Dès lors que le droit au compte concerne déjà « toute personne physique ou morale domiciliée en France » , le rapporteur estime que le droit en vigueur permet déjà juridiquement l'exercice du « droit au compte » par des mineurs étrangers domiciliés en France, y compris si leurs parents ne résident pas sur le sol français. La possibilité de demandes d'exercice du « droit au compte » au nom d'une personne mineure est d'ailleurs rappelée par le dernier alinéa du A de l'article 1 er de l'arrêté du 31 juillet 2015 fixant la liste des pièces justificatives pour l'exercice du droit au compte auprès de la Banque de France.
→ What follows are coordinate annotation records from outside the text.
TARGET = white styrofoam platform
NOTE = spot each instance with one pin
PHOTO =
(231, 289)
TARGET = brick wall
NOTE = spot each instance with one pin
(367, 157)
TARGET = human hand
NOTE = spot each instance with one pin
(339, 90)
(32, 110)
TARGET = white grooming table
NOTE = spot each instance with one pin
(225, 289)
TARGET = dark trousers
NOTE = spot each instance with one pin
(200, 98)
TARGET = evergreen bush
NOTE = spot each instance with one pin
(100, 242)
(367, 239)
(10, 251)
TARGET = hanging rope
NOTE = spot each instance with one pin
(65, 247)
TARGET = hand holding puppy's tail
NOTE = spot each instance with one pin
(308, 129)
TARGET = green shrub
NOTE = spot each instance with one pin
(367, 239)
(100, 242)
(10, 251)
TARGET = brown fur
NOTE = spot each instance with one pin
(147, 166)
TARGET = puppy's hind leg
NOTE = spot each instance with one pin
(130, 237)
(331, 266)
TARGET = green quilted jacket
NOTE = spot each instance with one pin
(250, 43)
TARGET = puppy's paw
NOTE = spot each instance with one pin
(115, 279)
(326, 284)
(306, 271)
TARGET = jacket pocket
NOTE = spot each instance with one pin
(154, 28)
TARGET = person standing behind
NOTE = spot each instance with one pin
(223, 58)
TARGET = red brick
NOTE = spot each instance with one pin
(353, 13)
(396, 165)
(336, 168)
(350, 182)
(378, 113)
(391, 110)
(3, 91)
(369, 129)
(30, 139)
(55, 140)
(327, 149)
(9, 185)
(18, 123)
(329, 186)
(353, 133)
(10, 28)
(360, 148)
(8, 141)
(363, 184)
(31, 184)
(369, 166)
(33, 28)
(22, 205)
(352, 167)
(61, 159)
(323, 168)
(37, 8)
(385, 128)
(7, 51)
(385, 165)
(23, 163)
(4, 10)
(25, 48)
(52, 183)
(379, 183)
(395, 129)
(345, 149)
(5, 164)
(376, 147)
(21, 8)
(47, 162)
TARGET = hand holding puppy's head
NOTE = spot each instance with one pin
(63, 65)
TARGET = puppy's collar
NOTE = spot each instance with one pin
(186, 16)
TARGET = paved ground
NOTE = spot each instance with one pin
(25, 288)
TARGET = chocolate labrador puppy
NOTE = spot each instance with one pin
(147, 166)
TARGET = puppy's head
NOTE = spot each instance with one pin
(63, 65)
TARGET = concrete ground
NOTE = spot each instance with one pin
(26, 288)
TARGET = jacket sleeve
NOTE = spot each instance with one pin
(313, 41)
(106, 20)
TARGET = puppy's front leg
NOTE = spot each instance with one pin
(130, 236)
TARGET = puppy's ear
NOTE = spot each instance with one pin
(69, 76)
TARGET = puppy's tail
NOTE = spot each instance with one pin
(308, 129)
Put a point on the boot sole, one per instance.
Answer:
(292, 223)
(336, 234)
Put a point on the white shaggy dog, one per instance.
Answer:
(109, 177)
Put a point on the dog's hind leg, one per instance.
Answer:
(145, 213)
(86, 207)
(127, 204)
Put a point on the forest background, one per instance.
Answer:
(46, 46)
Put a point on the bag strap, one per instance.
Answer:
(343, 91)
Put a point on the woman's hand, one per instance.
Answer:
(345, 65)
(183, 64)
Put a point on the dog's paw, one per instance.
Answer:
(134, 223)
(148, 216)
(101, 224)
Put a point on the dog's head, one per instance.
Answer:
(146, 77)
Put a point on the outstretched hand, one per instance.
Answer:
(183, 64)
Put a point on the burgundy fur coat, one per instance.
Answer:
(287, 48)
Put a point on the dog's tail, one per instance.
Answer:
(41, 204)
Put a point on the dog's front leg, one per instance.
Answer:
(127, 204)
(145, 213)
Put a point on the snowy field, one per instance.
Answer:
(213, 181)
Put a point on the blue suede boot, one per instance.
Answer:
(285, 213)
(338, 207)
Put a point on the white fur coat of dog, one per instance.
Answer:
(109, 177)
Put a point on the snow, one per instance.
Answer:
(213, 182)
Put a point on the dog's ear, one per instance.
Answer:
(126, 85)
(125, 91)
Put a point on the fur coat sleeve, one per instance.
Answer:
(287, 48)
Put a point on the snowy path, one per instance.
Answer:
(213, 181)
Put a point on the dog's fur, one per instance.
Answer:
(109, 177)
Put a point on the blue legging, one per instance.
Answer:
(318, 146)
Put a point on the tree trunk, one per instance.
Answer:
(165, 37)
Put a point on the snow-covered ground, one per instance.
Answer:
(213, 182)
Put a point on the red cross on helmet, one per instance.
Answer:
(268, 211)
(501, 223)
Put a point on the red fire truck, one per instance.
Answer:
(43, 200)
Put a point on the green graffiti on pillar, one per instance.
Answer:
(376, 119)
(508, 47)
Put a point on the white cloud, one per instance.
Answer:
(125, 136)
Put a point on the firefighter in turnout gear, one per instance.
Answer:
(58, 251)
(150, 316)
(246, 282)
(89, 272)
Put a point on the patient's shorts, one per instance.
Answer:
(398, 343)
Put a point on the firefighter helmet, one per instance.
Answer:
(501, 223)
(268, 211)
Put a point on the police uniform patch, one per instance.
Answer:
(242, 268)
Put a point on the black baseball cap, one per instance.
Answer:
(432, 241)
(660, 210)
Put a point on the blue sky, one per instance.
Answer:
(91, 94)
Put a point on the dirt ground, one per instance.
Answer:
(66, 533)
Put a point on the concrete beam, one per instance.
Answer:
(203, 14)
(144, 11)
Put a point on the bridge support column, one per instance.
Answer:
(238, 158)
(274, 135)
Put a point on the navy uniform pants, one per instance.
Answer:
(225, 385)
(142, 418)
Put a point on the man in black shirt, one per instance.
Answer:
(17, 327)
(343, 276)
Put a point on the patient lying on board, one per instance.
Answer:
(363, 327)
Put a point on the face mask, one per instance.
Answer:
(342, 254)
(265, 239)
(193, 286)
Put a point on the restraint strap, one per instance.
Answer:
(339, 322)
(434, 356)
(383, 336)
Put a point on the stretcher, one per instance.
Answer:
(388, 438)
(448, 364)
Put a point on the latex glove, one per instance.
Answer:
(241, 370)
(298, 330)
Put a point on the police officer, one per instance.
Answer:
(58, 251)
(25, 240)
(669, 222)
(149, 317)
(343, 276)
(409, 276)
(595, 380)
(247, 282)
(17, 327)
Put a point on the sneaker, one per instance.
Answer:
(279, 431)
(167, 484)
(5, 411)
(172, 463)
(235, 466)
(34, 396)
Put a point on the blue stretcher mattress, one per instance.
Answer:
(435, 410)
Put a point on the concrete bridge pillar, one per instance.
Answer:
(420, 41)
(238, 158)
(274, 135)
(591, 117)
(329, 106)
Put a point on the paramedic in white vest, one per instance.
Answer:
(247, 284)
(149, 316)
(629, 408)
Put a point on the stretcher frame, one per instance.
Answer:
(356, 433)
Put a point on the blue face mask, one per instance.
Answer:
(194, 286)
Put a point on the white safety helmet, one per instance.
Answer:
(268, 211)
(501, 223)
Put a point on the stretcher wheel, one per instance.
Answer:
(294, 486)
Selon les informations recueillies par le rapporteur auprès de la Fédération bancaire française (FBF), le principal problème est d'ordre pratique et concerne les obligations d'identification et de vérification de l'identité des mineurs isolés étrangers.

En effet, la réglementation bancaire 46 ( * ) impose à ces établissements d'identifier leur client et de vérifier les éléments d'identification soit en ayant recours à des moyens d'identification électronique, soit sur présentation d'un document officiel d'identité en cours de validité comportant la photographie de la personne.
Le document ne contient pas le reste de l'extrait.